CHIMO is a graphic autobiography that tells the story of reservist David Collier (b.1963) and his decision to re-enlist in the Canadian Army at the age of forty and go through basic training again, leaving his new family behind. His goal was to get to Afghanistan and become a war artist. It begins with his experiences in training and moves on to his delight at becoming an official war artist with the Canadian Forces Artists Program in 2005, although he does not go to Afghanistan. He returns to training and, after setbacks due to injuries, finally graduates.

 

Alex Colville, Infantry, Near Nijmegen, Holland, 1946, oil on canvas, 101.6 x 121.9 cm, Beaverbrook Collection of War Art, Canadian War Museum, Ottawa.

Interspersing his own family life and his experiences in basic training, frame by frame he writes about his respect for war artists and war art.
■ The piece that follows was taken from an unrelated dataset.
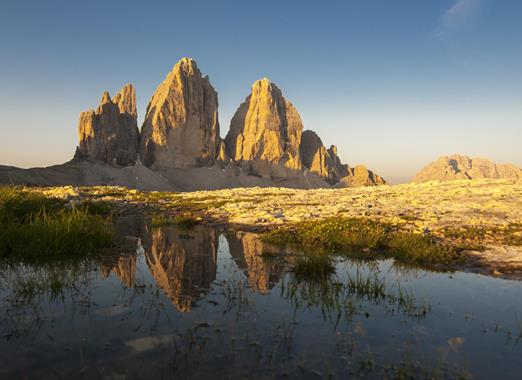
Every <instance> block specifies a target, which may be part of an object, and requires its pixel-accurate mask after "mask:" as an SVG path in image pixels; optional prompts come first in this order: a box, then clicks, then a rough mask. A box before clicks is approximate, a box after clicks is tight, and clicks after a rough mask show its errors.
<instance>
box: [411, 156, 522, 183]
mask: <svg viewBox="0 0 522 380" xmlns="http://www.w3.org/2000/svg"><path fill="white" fill-rule="evenodd" d="M488 178H489V179H507V178H514V179H522V169H520V168H518V167H516V166H515V165H512V164H496V163H494V162H492V161H490V160H488V159H485V158H480V157H477V158H470V157H468V156H463V155H458V154H455V155H453V156H449V157H448V156H443V157H440V158H439V159H437V161H435V162H432V163H430V164H429V165H428V166H426V167H425V168H423V169H422V170H421V171H420V172H419V173H418V174H417V175H416V176H415V178H414V180H413V181H414V182H425V181H433V180H439V181H447V180H456V179H488Z"/></svg>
He extols the success of the Canadian War Memorials Fund program during the First World War, showing Eric Brown, director of the National Gallery of Canada, and Sir Edmund Walker, chairman of the gallery’s board, at the 1919 Canadian War Memorials exhibition in London. “Well done,” says Brown to Walker.

 

Another frame introduces the book Canvas of War: Painting the Canadian Experience, 1914–1945 (2000) as a “good read.” In a number of frames he writes about how much he likes the war art of Bruno Bobak (1923–2012), Molly Lamb Bobak (1920–2014), and Alex Colville (1920–2013), and includes crosshatched drawings of some of their works, such as Colville’s Bodies in a Grave and Infantry, Near Nijmegen, Holland, both 1946. Along with Andrew Wright (b.1971) and François Béroud (b.1961), he is invited to join HMCS Toronto in St. John’s, Newfoundland, as an artist—and he duplicates the letter of invitation in a frame. He notes that the three artists are all challenged by the experience. As he writes in another frame, like his hero Colville, all he wants is to be a soldier and an artist.

 

The greatest influence on Collier’s graphic style has been the American cartoonist Robert Crumb (b.1943), whose work is characterized by crosshatching. Collier’s black and white drawings have a strong tactile quality, as he varies the strokes of his pen to gain effect. Surprisingly, despite his interest in Molly Lamb Bobak’s paintings, CHIMO suggests that Collier was not familiar with her illustrated diary, W110278: The Personal War Records of Private Lamb, M., 1942–45, though it was published in full in 1992. Bobak’s approach is clearly different: it is illustrated text as opposed to his comic-strip format.

 

When Collier first joined the army as a young man, he drew comic strips that were published in the army’s newspaper, The Maple Leaf. Until he re-enlisted, he contributed illustrations to newspapers such as the Globe and Mail and to comic anthologies. He has also published a graphic biography of David Milgaard, who was falsely accused of murder: Surviving Saskatoon, 2003. For the 2014–15 Alex Colville retrospective held at the Art Gallery of Ontario and National Gallery of Canada, Collier produced a commissioned work inspired by Colville that was displayed as an installation and also published in print under the title Colville Comics (2014).